The longstanding ban on comparative advertising was undermined by separate rulings from two French courts that ads for Swedish-owned telecoms operator Tele2 were not unlawful for comparing its lowest prices to those of local rivals France Telecom, Cegetel and 9 Telecom.

Created by the Paris office of J Walter Thompson, Tele2’s No Comment print campaign focused on straight price comparisons showing that its peak period rates were under half those of France Telecom. This, claimed the latter, amounted to "unfair competition" because it only focused on peak period rates, rather than time slots where its prices were less competitive.

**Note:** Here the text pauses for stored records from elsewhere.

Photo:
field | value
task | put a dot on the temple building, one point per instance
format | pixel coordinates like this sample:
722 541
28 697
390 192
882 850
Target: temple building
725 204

In a separate case, another court gave equally short shrift to a complaint by Vivendi-owned Cegetel, which argued that Tele2's ads demonstrating a 25% saving were "illicit, untruthful and likely to lead clients into error." The court disagreed, ruling that the ads met the criteria on comparative advertising – objectivity and fairness – adding that they were clearly focused on identical products.

"The decision has encouraged Tele2 to continue with its comparative strategy," says a JWT spoke, "especially since its rates are the lowest on the market, in practically every time slot."

Tele2, a division of Sweden’s Kinnevik Group, is active in eleven European countries and has attracted over one million subscribers since its French launch in March 1999.